The ability to integrate generative AI with the Workflow Builder is slated to be available this summer.

Another aspect of Slack GPT involves the Einstein GPT and the ability to access a range of business information across the Salesforce Customer 360 software portfolio. “You can use Slack as the conversational interface to say, ‘Einstein, give me information about this customer, about this campaign,’ and get a good summary of what’s going on in your Salesforce products or Salesforce Customer 360 right in Slack,” said Rayl.

Slack did not say when the native features or Einstein GPT are expected to launch.

With gathering interest in the business potential for LLMs, many enterprise software vendors — including Box, Zoom, and Atlassian — are looking to incorporate generative AI into their products. In that respect, Slack GPT is a natural direction for the company.

“Given the reliance we all have on chat-based collaboration, leveraging generative AI to summarize and automate what we have to do now — labor-intensive scrolling around, switching from chat stream to chat stream, uncovering the key people in those endless threads – these types of initial applications are helpful advancements,” said Mike Gotta, research vice president for collaboration, employee communications, and social software at Gartner.

Along with the benefits of generative AI, organizations using these tools also must contend with potential problems involving  “security, confidentiality, and scaling…, which is challenging at such an early stage and with so many vendors making news in the space,” said Gotta.

“There is a certain level of exuberance always expected when new technology emerges,” Gotta said. “But if we’ve learned from the past, it takes some time to ensure you can operationalize the technology in ways that improves employee experience but also handles business complexities, including integration, security and governance.”

Data privacy is another issue. Samsung, for example, which recently banned its staffers from accessing ChatGPT after sensitive data was posted to the AI platform. However, Rayl said Slack conversation data will not be made available to external parties, and the company has a “no storage, no training” contract in place with OpenAI and Anthropic for its app integrations. In this way it will offer greater security to businesses where staff want to use LLMs in their jobs, she said.

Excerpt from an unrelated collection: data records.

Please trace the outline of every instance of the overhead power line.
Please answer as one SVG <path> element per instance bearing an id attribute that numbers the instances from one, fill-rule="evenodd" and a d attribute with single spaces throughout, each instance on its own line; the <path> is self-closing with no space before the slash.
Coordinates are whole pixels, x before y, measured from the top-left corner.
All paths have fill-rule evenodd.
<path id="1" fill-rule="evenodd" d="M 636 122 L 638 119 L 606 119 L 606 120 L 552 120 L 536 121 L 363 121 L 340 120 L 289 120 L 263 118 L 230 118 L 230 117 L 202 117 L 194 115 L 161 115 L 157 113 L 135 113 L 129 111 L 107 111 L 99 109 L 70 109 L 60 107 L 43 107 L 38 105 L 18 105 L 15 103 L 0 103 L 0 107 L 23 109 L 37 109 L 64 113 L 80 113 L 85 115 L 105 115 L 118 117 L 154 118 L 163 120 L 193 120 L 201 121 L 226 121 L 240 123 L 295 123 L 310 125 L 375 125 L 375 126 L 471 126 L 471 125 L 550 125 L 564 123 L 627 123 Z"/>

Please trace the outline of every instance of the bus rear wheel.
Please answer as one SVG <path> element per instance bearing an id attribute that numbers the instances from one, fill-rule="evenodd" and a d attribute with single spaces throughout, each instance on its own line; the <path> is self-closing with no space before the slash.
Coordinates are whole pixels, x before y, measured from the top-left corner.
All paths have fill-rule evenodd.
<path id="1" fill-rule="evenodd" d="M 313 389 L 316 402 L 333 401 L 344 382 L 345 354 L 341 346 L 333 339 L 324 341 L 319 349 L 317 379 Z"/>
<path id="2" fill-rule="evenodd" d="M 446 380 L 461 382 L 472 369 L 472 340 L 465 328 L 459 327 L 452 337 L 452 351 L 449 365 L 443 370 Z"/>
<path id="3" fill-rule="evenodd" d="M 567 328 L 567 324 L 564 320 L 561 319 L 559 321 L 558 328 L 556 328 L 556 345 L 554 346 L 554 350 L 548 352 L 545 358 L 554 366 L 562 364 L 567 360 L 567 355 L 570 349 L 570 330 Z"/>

Finally, there remain ongoing concerns about the accuracy of the information created. Tools such as ChatGPT often present information that’s wildly inaccurate in an authoritative manner.

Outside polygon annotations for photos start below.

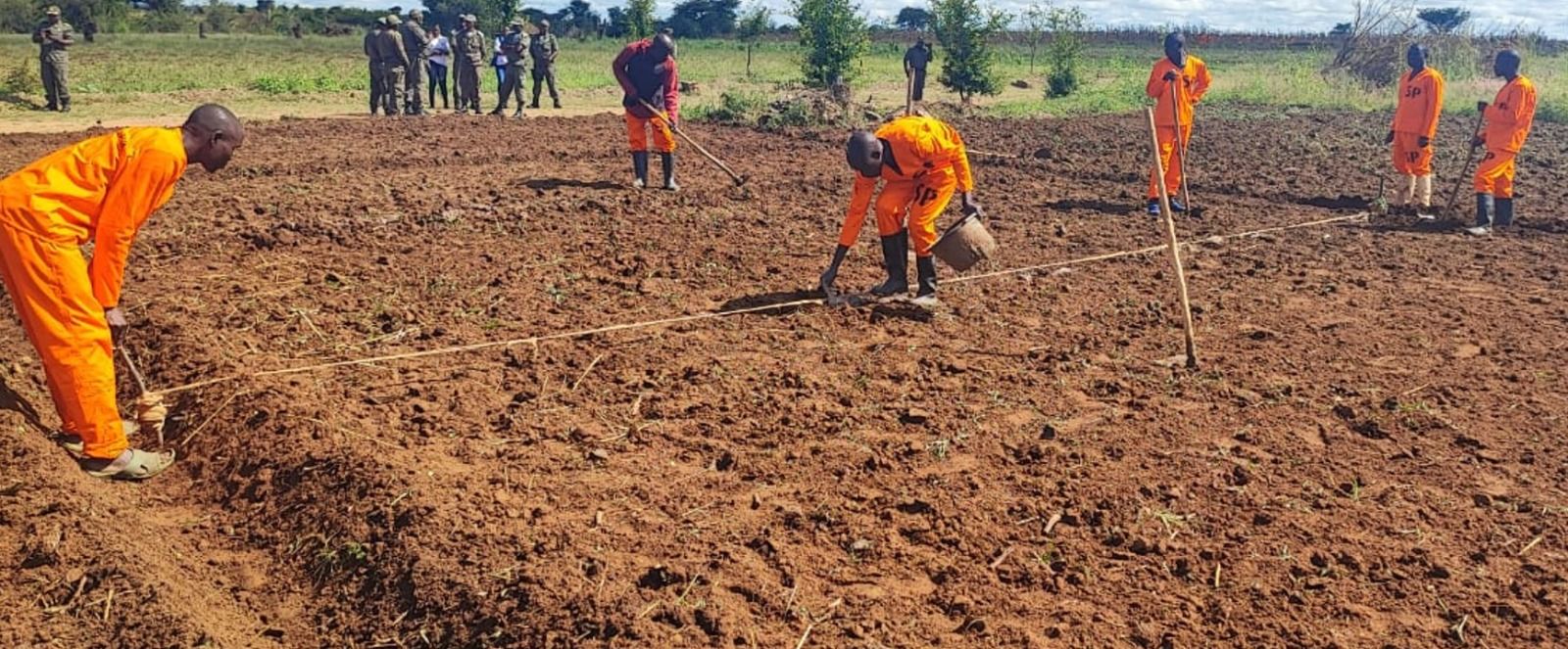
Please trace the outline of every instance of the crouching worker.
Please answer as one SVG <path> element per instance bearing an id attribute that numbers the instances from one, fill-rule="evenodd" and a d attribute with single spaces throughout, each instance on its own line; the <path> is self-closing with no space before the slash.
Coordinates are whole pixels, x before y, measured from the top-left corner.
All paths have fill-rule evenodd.
<path id="1" fill-rule="evenodd" d="M 947 208 L 953 191 L 960 193 L 964 215 L 978 215 L 974 201 L 974 172 L 964 141 L 953 127 L 935 118 L 905 116 L 883 125 L 877 133 L 858 130 L 845 147 L 850 169 L 856 172 L 855 194 L 839 232 L 833 262 L 822 274 L 822 292 L 833 301 L 833 282 L 839 276 L 844 256 L 855 245 L 866 223 L 878 180 L 884 182 L 877 196 L 877 234 L 881 237 L 883 263 L 887 281 L 872 287 L 872 295 L 891 298 L 909 292 L 909 241 L 914 241 L 914 265 L 919 277 L 916 301 L 936 301 L 936 216 Z"/>
<path id="2" fill-rule="evenodd" d="M 49 154 L 0 180 L 0 276 L 44 361 L 61 441 L 99 478 L 144 480 L 174 453 L 130 448 L 114 401 L 119 290 L 136 230 L 188 165 L 223 169 L 245 141 L 224 107 L 179 129 L 121 129 Z M 80 246 L 93 241 L 93 260 Z"/>

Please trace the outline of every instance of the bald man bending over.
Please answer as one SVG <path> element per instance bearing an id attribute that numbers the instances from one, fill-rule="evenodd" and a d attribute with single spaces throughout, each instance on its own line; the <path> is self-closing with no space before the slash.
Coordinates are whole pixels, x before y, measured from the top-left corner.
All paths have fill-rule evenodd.
<path id="1" fill-rule="evenodd" d="M 64 447 L 93 477 L 146 480 L 174 453 L 130 448 L 114 401 L 119 290 L 136 230 L 190 165 L 215 172 L 245 143 L 227 108 L 204 105 L 177 129 L 133 127 L 83 140 L 0 180 L 0 276 L 44 361 Z M 93 260 L 80 246 L 93 241 Z"/>

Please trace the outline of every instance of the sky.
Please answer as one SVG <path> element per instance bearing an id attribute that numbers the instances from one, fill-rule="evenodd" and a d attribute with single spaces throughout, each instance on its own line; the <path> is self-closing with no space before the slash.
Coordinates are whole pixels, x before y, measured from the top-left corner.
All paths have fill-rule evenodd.
<path id="1" fill-rule="evenodd" d="M 282 0 L 304 6 L 414 6 L 417 0 Z M 525 6 L 555 11 L 568 0 L 524 0 Z M 594 9 L 604 9 L 621 2 L 588 0 Z M 754 0 L 742 0 L 743 5 Z M 891 22 L 905 6 L 927 6 L 909 0 L 858 0 L 861 11 L 877 20 Z M 997 8 L 1019 13 L 1029 0 L 991 0 Z M 775 14 L 789 11 L 787 0 L 760 0 Z M 1060 0 L 1077 5 L 1088 13 L 1096 25 L 1206 25 L 1217 31 L 1328 31 L 1352 17 L 1353 0 Z M 659 0 L 659 14 L 665 16 L 676 0 Z M 1466 6 L 1480 28 L 1540 30 L 1552 38 L 1568 38 L 1568 2 L 1502 2 L 1465 3 L 1460 0 L 1417 0 L 1417 6 Z"/>

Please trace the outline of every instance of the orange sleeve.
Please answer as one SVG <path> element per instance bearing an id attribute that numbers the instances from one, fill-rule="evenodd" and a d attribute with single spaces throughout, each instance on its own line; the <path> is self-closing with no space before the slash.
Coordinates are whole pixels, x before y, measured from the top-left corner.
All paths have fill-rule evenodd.
<path id="1" fill-rule="evenodd" d="M 93 265 L 88 268 L 93 296 L 103 309 L 119 306 L 130 243 L 147 216 L 169 202 L 174 183 L 183 172 L 185 166 L 179 158 L 149 149 L 127 160 L 110 180 L 93 238 Z"/>
<path id="2" fill-rule="evenodd" d="M 1206 92 L 1209 92 L 1209 86 L 1214 85 L 1214 75 L 1209 74 L 1209 64 L 1203 63 L 1203 61 L 1198 61 L 1196 67 L 1198 67 L 1196 69 L 1196 77 L 1198 78 L 1192 82 L 1192 102 L 1193 103 L 1198 103 L 1198 100 L 1201 100 L 1203 96 Z"/>
<path id="3" fill-rule="evenodd" d="M 1443 116 L 1443 77 L 1433 75 L 1427 88 L 1427 122 L 1421 130 L 1427 135 L 1427 140 L 1438 136 L 1438 118 Z"/>
<path id="4" fill-rule="evenodd" d="M 1149 99 L 1160 99 L 1160 96 L 1165 94 L 1167 83 L 1163 69 L 1165 66 L 1156 63 L 1154 69 L 1149 71 L 1149 83 L 1143 86 L 1143 92 L 1148 94 Z"/>
<path id="5" fill-rule="evenodd" d="M 840 246 L 855 248 L 855 240 L 861 237 L 866 212 L 870 210 L 872 194 L 877 193 L 877 180 L 855 172 L 855 194 L 850 196 L 850 212 L 844 215 L 844 229 L 839 230 Z"/>

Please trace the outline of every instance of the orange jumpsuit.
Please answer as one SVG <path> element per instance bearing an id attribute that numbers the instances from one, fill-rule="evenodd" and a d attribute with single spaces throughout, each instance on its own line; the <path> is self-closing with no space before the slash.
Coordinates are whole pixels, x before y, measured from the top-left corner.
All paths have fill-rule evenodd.
<path id="1" fill-rule="evenodd" d="M 103 312 L 119 304 L 136 229 L 185 172 L 179 129 L 122 129 L 0 180 L 0 276 L 44 361 L 61 428 L 89 458 L 125 450 Z M 80 246 L 93 241 L 93 260 Z"/>
<path id="2" fill-rule="evenodd" d="M 1394 171 L 1405 176 L 1432 176 L 1432 143 L 1438 136 L 1443 116 L 1443 75 L 1432 67 L 1411 71 L 1399 82 L 1399 105 L 1394 108 Z M 1419 138 L 1427 138 L 1421 146 Z"/>
<path id="3" fill-rule="evenodd" d="M 886 182 L 877 196 L 877 234 L 895 235 L 908 219 L 916 257 L 928 257 L 936 245 L 936 216 L 952 202 L 955 190 L 969 193 L 975 187 L 964 141 L 941 119 L 922 116 L 894 119 L 877 130 L 877 138 L 887 143 L 887 161 L 880 177 L 855 174 L 839 245 L 855 245 L 877 183 Z"/>
<path id="4" fill-rule="evenodd" d="M 1165 72 L 1171 71 L 1181 75 L 1176 80 L 1174 96 L 1171 96 L 1171 82 L 1165 80 Z M 1212 83 L 1209 66 L 1193 55 L 1187 55 L 1185 66 L 1176 67 L 1170 58 L 1162 58 L 1149 71 L 1145 92 L 1154 99 L 1154 130 L 1160 141 L 1160 163 L 1165 165 L 1165 190 L 1171 194 L 1181 190 L 1182 160 L 1176 147 L 1178 125 L 1181 127 L 1181 150 L 1187 150 L 1187 143 L 1192 141 L 1192 107 L 1203 99 Z M 1173 105 L 1174 108 L 1171 108 Z M 1149 169 L 1148 198 L 1149 201 L 1160 198 L 1159 177 L 1154 169 Z"/>
<path id="5" fill-rule="evenodd" d="M 1535 83 L 1524 75 L 1513 77 L 1486 107 L 1486 157 L 1475 169 L 1475 193 L 1513 198 L 1513 158 L 1530 136 L 1535 122 Z"/>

There are ways to address this downside in product design, said Rayl. It’s important that users are aware of the need to check information that’s provided by a generative AI tool, something Slack can highlight in its app.

“There’s so much that we can do with how we build the product to nudge people to check the results [of generative AI],” she said. Providing easily accessible edit functions would also help here, she said. In addition, LLMs will likely become more accurate as the technology develops, which could alleviate some concerns.

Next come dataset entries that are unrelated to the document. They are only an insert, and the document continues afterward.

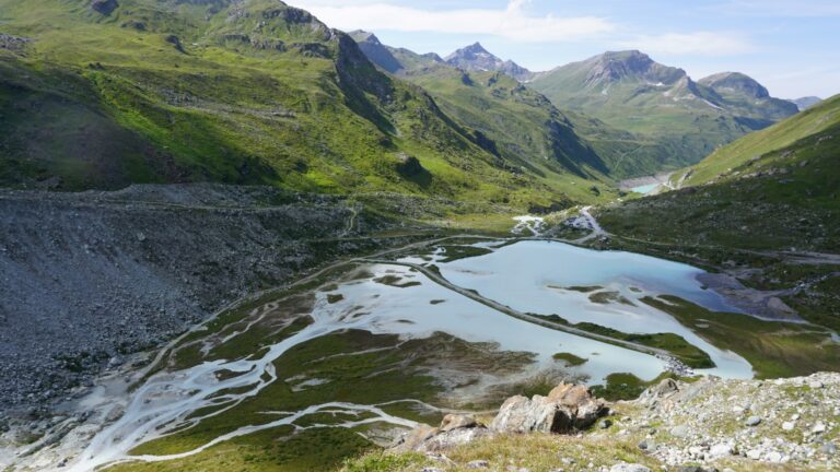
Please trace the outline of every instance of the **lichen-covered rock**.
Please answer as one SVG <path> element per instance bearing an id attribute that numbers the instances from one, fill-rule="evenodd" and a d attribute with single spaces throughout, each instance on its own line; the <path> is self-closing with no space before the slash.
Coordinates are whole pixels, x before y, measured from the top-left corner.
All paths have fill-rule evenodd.
<path id="1" fill-rule="evenodd" d="M 606 412 L 584 386 L 561 384 L 548 397 L 508 399 L 490 428 L 502 433 L 571 433 L 592 426 Z"/>
<path id="2" fill-rule="evenodd" d="M 398 451 L 438 452 L 491 436 L 487 426 L 468 415 L 447 414 L 440 427 L 420 425 L 397 439 Z"/>

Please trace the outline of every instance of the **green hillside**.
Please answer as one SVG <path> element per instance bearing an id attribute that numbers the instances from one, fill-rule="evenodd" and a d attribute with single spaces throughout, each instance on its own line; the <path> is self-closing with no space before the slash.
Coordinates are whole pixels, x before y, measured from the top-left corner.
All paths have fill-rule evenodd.
<path id="1" fill-rule="evenodd" d="M 0 48 L 3 186 L 598 199 L 576 164 L 508 162 L 349 36 L 277 0 L 0 0 L 0 33 L 20 38 Z"/>
<path id="2" fill-rule="evenodd" d="M 700 185 L 762 172 L 784 173 L 790 166 L 820 157 L 821 154 L 810 155 L 816 149 L 814 145 L 816 142 L 826 145 L 837 134 L 838 127 L 840 96 L 828 98 L 786 121 L 744 137 L 679 173 L 674 179 L 684 180 L 684 185 Z"/>
<path id="3" fill-rule="evenodd" d="M 678 246 L 836 252 L 838 137 L 835 96 L 715 152 L 688 170 L 681 190 L 609 208 L 603 222 L 616 234 Z"/>
<path id="4" fill-rule="evenodd" d="M 560 111 L 511 74 L 462 70 L 436 55 L 385 46 L 372 33 L 352 36 L 371 61 L 421 85 L 446 114 L 500 144 L 511 162 L 557 161 L 579 175 L 595 170 L 612 179 L 684 165 L 678 150 L 581 113 Z"/>
<path id="5" fill-rule="evenodd" d="M 620 51 L 557 68 L 529 85 L 562 109 L 658 143 L 667 150 L 662 167 L 674 169 L 797 110 L 755 93 L 766 88 L 746 75 L 723 75 L 698 83 L 642 52 Z"/>

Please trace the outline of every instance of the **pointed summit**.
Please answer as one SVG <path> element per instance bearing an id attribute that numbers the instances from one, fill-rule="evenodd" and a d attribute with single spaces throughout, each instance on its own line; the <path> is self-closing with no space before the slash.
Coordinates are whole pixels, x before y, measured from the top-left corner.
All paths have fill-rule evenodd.
<path id="1" fill-rule="evenodd" d="M 377 38 L 375 34 L 371 32 L 366 32 L 364 30 L 352 31 L 348 34 L 357 43 L 370 43 L 370 44 L 382 45 L 382 43 L 380 42 L 380 38 Z"/>
<path id="2" fill-rule="evenodd" d="M 359 45 L 359 49 L 364 52 L 368 59 L 376 66 L 390 73 L 397 73 L 404 69 L 402 64 L 394 55 L 380 43 L 375 34 L 362 30 L 349 33 L 350 37 Z"/>
<path id="3" fill-rule="evenodd" d="M 504 61 L 494 56 L 481 43 L 475 43 L 446 56 L 446 63 L 467 71 L 497 71 L 505 73 L 521 82 L 534 74 L 513 61 Z"/>

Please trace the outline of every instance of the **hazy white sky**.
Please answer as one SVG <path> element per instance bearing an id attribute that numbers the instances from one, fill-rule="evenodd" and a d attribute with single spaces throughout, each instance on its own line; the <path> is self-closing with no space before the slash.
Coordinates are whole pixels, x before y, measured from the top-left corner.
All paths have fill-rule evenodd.
<path id="1" fill-rule="evenodd" d="M 288 0 L 332 27 L 445 56 L 480 40 L 547 70 L 640 49 L 693 79 L 744 72 L 774 96 L 840 93 L 840 0 Z"/>

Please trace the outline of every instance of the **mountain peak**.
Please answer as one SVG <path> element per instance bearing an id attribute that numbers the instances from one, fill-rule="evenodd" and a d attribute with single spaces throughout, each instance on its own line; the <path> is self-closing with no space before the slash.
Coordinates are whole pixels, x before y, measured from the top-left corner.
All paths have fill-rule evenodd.
<path id="1" fill-rule="evenodd" d="M 485 47 L 481 46 L 481 43 L 475 43 L 456 50 L 455 52 L 446 56 L 446 61 L 475 60 L 477 58 L 488 58 L 501 62 L 501 59 L 485 49 Z"/>
<path id="2" fill-rule="evenodd" d="M 375 34 L 371 32 L 366 32 L 364 30 L 355 30 L 350 33 L 348 33 L 350 37 L 353 38 L 357 43 L 371 43 L 375 45 L 382 45 L 380 42 L 380 38 L 376 37 Z"/>
<path id="3" fill-rule="evenodd" d="M 736 92 L 752 98 L 769 98 L 770 93 L 755 79 L 740 72 L 721 72 L 699 81 L 715 92 Z"/>
<path id="4" fill-rule="evenodd" d="M 446 62 L 467 71 L 497 71 L 505 73 L 518 81 L 526 81 L 534 74 L 511 60 L 504 61 L 485 49 L 481 43 L 463 47 L 446 56 Z"/>
<path id="5" fill-rule="evenodd" d="M 612 83 L 623 79 L 674 84 L 688 75 L 682 69 L 663 66 L 640 50 L 607 51 L 583 61 L 586 83 Z"/>

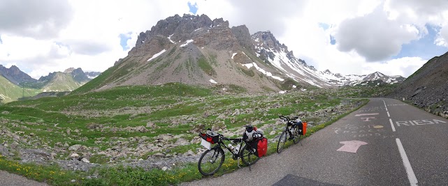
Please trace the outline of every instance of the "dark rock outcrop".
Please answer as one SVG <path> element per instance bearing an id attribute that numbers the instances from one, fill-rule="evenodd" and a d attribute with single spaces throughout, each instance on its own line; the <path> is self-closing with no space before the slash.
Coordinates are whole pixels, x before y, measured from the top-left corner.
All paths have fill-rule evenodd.
<path id="1" fill-rule="evenodd" d="M 389 96 L 448 117 L 448 53 L 428 61 Z"/>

Raúl Castañón-Martínez, senior analyst at 451 Research, a part of S&P Global Market Intelligence, believes this is a challenge Slack can overcome.

“The use of generative AI with ‘off-the-shelf’ applications has resulted in lack of reliability and accuracy,” he said. “However, I don’t anticipate this will be an issue [for Slack], given the domain expertise that both Slack and Salesforce have built into their platforms over the years.

“The new capabilities represent an important milestone, but they are also a continuation of the work that Slack and Salesforce have done over many years.”

He sees plenty of advantages with the use of LLMs in Slack’s application, particularly when it comes to linking with Salesforce’s products. “Generative AI is now emerging as the next phase for customer service automation; bringing these capabilities to Slack could boost the synergies gained with the Salesforce acquisition, helping organizations scale by automating tasks that typically require human intervention and providing AI-enabled conversation summaries and writing assistance, helping employees become more productive,” he said.